There are various different methods one can use to measure a model's evaluation awareness:
Blackbox: Directly asking it to respond with a binary yes/no, or reporting a distribution, or tracing chain-of-thought for organic evaluation awareness reasoning
Whitebox: Linear probes, SAE features
Ensembles of above methods
However, there is currently no systematic study to compare the reliability of these (and other) approaches. Some current concerns for measurement involve models being bad at reporting probabilities, or models being primed by the questioning itself and having high sensitivity but low specificity (preliminary experiments on Qwen3-32b and R1). Organic chain-of-thought monitoring is more convincing but much rarer, and models might not always talk about being aware.
We want to explore how these different approaches compare, and see which are most informative of models' evaluation awareness abilities. For example, which metrics correlate most with behaviours differences during evaluations (e.g. choosing act deceptively in a setup)?
We plan to use Needham et al. and Laine et al. as starting points, although we plan to also look at setups such as Agentic Misalignment
We will publish a paper and a Lesswrong post with the results.

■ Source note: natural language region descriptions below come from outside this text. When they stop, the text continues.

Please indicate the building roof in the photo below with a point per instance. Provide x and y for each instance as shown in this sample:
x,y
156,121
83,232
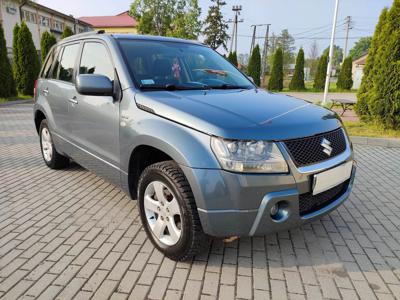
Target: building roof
x,y
120,20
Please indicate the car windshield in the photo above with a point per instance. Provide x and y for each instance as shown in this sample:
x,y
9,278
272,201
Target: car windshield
x,y
180,66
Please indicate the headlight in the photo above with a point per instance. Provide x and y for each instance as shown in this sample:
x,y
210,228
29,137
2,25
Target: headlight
x,y
249,156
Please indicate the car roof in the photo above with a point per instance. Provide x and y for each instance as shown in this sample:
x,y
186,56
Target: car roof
x,y
125,36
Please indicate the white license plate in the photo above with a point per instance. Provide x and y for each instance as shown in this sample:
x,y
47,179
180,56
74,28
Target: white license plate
x,y
331,178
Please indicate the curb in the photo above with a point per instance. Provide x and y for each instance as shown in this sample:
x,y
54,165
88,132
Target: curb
x,y
382,142
2,104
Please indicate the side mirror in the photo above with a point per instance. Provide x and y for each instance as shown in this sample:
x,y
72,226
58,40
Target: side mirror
x,y
251,79
94,85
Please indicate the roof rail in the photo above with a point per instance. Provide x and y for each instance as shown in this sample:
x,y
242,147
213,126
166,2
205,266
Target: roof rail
x,y
85,34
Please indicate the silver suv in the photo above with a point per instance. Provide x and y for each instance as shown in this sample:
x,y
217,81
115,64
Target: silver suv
x,y
176,126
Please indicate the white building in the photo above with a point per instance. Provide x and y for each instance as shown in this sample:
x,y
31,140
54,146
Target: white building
x,y
38,18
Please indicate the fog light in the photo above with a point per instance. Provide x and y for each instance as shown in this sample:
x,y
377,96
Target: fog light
x,y
274,209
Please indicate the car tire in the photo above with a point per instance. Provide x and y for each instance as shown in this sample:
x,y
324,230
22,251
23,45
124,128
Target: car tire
x,y
51,157
181,235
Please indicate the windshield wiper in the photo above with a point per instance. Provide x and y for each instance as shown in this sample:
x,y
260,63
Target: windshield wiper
x,y
173,87
226,86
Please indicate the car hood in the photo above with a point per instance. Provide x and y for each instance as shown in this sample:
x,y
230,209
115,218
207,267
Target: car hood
x,y
240,114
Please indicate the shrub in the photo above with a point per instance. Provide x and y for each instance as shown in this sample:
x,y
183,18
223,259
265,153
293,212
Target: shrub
x,y
297,82
46,42
320,76
276,80
345,80
28,61
254,67
7,86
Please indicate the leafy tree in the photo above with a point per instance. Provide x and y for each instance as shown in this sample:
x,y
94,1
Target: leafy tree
x,y
215,30
7,86
337,55
46,42
254,68
179,18
232,58
384,103
15,67
186,23
345,80
28,61
67,32
276,79
286,42
360,47
320,76
297,82
365,92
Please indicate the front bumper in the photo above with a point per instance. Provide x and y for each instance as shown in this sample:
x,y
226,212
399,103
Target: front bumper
x,y
231,204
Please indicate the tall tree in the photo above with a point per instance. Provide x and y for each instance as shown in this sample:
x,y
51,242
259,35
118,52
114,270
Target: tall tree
x,y
15,66
345,80
28,61
46,42
365,92
320,76
297,82
286,42
254,68
215,30
7,86
385,98
67,32
276,79
337,55
186,23
179,18
360,47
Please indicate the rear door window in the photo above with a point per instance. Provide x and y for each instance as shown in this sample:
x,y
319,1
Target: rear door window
x,y
67,63
96,60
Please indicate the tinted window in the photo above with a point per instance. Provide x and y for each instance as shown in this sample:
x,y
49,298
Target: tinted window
x,y
67,62
95,60
47,66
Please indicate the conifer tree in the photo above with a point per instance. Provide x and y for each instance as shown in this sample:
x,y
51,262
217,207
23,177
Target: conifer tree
x,y
297,82
215,26
67,32
46,42
320,76
276,79
254,67
345,80
28,61
7,85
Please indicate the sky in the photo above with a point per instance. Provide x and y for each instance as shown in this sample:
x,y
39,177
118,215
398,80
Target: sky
x,y
306,20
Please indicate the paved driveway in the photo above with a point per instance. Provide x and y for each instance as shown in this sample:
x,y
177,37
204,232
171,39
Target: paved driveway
x,y
70,234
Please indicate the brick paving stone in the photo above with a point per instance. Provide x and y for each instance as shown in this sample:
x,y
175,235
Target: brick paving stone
x,y
70,234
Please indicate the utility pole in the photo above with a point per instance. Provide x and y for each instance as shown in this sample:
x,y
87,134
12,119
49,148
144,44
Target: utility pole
x,y
329,69
265,53
348,27
253,40
236,9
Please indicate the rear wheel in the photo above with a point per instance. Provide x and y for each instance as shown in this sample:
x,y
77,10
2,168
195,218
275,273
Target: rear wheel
x,y
169,213
51,157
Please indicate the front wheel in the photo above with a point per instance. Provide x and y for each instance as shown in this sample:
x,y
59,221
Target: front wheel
x,y
169,213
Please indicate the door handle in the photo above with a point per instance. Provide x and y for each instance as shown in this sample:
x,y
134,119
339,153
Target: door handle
x,y
73,100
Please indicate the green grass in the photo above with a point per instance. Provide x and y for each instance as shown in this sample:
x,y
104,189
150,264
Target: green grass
x,y
370,130
19,97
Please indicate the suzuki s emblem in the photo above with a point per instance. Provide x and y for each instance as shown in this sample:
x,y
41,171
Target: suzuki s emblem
x,y
327,146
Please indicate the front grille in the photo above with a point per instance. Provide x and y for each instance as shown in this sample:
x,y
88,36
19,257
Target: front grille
x,y
308,151
309,203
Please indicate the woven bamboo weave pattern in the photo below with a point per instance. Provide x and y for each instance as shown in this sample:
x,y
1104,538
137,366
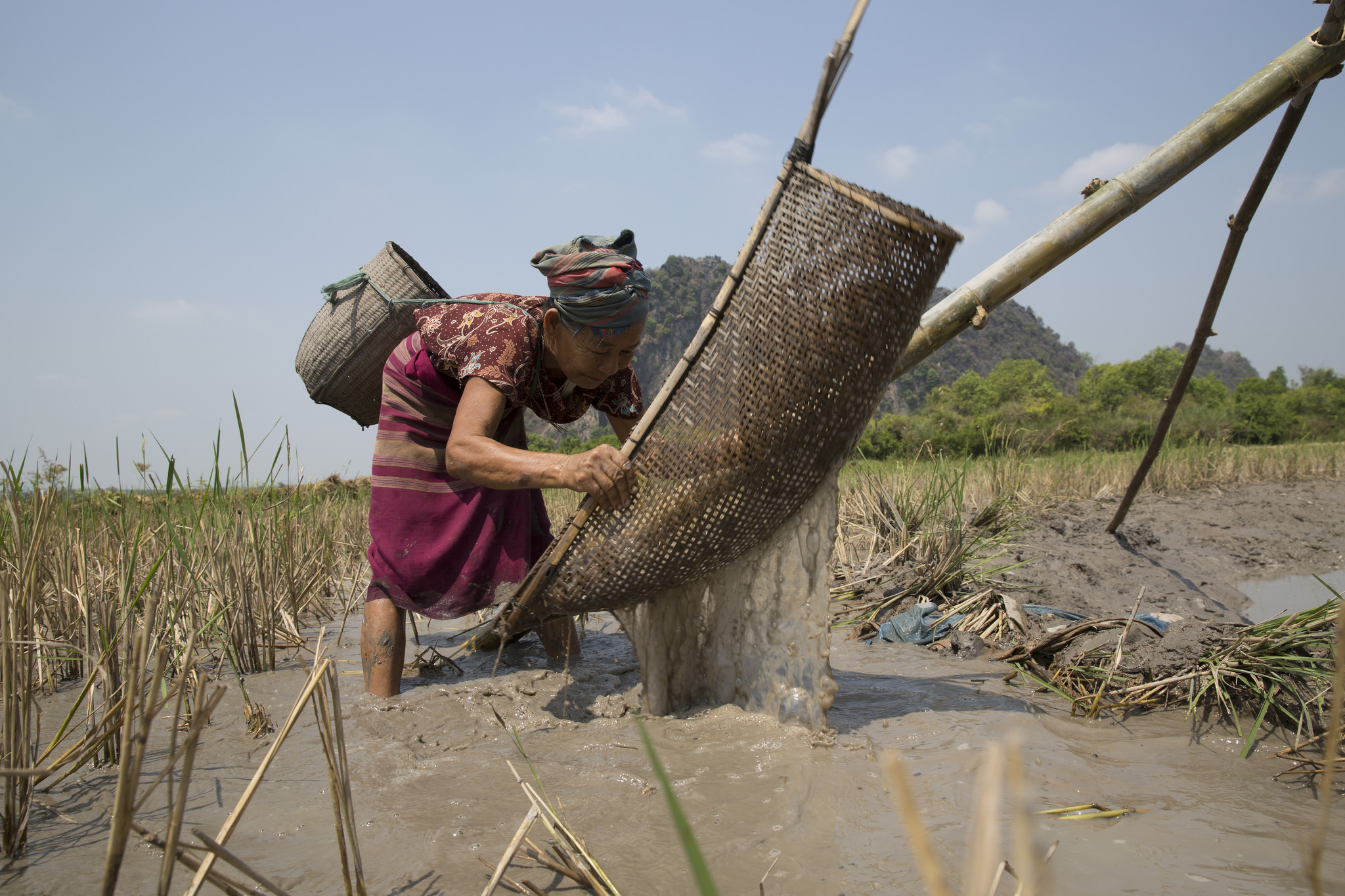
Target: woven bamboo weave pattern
x,y
341,358
785,386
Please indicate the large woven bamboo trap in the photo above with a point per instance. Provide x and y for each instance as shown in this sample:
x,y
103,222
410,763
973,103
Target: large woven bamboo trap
x,y
782,390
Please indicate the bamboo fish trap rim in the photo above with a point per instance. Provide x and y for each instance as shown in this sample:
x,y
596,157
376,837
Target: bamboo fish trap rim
x,y
776,386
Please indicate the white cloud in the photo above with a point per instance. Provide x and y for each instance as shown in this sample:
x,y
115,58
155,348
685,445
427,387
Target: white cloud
x,y
739,148
591,120
898,161
623,110
645,101
171,312
12,109
1331,183
1105,163
990,213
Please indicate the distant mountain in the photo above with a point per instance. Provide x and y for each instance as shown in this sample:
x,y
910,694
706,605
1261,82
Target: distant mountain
x,y
685,288
1229,367
1013,332
684,291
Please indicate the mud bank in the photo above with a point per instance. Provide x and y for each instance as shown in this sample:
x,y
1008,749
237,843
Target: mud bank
x,y
432,792
1189,550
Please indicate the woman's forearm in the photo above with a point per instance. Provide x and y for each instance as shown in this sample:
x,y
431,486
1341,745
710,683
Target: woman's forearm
x,y
482,459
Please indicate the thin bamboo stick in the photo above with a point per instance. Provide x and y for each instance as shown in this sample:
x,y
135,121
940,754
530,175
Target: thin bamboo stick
x,y
236,816
509,851
200,719
237,863
227,884
1124,195
1238,226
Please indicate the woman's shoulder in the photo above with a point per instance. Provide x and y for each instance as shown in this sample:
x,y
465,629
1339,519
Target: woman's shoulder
x,y
487,335
468,312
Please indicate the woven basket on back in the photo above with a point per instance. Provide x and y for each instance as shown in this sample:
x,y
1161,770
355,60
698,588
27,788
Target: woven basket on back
x,y
341,358
782,390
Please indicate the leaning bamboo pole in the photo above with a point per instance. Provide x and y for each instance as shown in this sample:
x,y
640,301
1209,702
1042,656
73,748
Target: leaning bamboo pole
x,y
1238,226
1296,69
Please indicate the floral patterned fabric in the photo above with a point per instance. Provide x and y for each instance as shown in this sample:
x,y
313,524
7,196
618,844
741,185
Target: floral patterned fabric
x,y
499,344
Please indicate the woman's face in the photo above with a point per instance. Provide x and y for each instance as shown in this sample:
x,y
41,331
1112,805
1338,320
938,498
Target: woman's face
x,y
586,359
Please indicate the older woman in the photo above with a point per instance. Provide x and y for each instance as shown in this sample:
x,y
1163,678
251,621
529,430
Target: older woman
x,y
456,508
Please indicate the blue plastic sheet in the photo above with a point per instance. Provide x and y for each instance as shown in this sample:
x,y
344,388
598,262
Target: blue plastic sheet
x,y
917,625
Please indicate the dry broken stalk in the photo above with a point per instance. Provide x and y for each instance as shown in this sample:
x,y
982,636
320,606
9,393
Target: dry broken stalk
x,y
315,677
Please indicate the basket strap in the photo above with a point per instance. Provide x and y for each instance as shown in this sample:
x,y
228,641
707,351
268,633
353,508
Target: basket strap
x,y
361,277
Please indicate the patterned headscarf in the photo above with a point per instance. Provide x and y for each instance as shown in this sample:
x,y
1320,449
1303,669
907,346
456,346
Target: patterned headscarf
x,y
596,282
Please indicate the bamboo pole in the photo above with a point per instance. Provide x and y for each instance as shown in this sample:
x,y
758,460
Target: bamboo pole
x,y
236,816
831,70
1238,226
1296,69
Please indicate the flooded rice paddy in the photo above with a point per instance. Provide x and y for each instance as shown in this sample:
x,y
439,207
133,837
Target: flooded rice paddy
x,y
433,793
1289,594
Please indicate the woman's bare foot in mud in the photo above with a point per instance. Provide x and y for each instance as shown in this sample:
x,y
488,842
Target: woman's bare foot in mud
x,y
560,639
382,648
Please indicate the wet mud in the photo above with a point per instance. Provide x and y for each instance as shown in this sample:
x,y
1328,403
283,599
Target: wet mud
x,y
1191,551
432,790
433,794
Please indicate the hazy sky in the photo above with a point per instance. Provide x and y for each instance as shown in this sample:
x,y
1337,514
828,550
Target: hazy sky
x,y
178,181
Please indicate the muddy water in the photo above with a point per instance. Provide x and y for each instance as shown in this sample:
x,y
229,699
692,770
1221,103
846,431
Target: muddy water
x,y
433,794
1289,594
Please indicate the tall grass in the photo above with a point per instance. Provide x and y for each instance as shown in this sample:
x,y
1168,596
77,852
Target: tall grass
x,y
233,571
1036,481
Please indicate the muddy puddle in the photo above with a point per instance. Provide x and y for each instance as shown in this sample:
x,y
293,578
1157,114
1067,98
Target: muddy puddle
x,y
1289,594
432,790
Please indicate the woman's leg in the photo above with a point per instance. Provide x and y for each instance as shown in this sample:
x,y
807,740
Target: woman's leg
x,y
382,648
560,639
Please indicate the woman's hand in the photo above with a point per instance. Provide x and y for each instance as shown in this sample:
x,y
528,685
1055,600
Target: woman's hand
x,y
604,473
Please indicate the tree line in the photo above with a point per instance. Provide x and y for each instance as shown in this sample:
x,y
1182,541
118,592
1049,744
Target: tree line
x,y
1019,406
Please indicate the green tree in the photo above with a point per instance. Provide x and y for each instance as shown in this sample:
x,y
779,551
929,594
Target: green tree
x,y
1025,382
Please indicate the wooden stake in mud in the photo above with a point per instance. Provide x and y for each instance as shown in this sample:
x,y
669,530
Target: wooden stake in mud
x,y
833,68
1206,328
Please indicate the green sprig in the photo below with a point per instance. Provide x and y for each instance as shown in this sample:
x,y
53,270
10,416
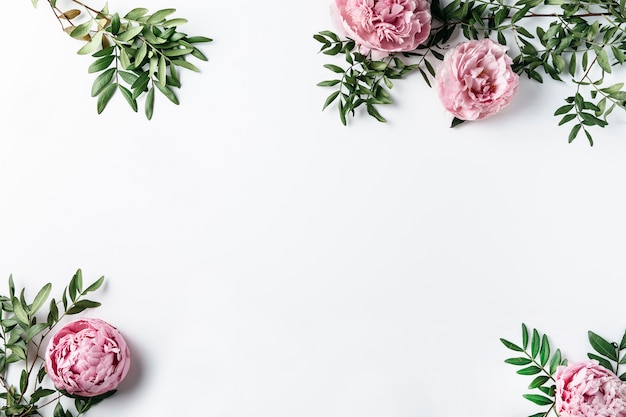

The research will hopefully help the AI safety research community better quantify evaluation awareness capabilities, and help build more trustworthy alignment evaluations.
The money will first go to compute (API costs and vast.ai GPU hours). More money means we will be able to measure and compare more methods and more frontier models (which are most relevant but expensive).
Roughly, our estimates are:
API costs: $4.5-8k
GPU time: $1-2.5k
If the goal is met and there's extra, it will be used as salary for Jord and Igor.
Igor Ivanov, worked on making scheming evaluations more realistic. Previously made BioLP-bench which won CAIS SafeBench competition and is widely adopted.
Jord Nguyen, worked on probing evaluation awareness during Pivotal fellowship. Previously worked on DarkBench while at Apart.
This might be dual use, if used to create better capability benchmarks that frontier companies can hill-climb on.
If evaluation awareness is more conceptually fuzzy in the future (e.g. if models are constantly being monitored and evaluated during deployment), this might be less useful.
None.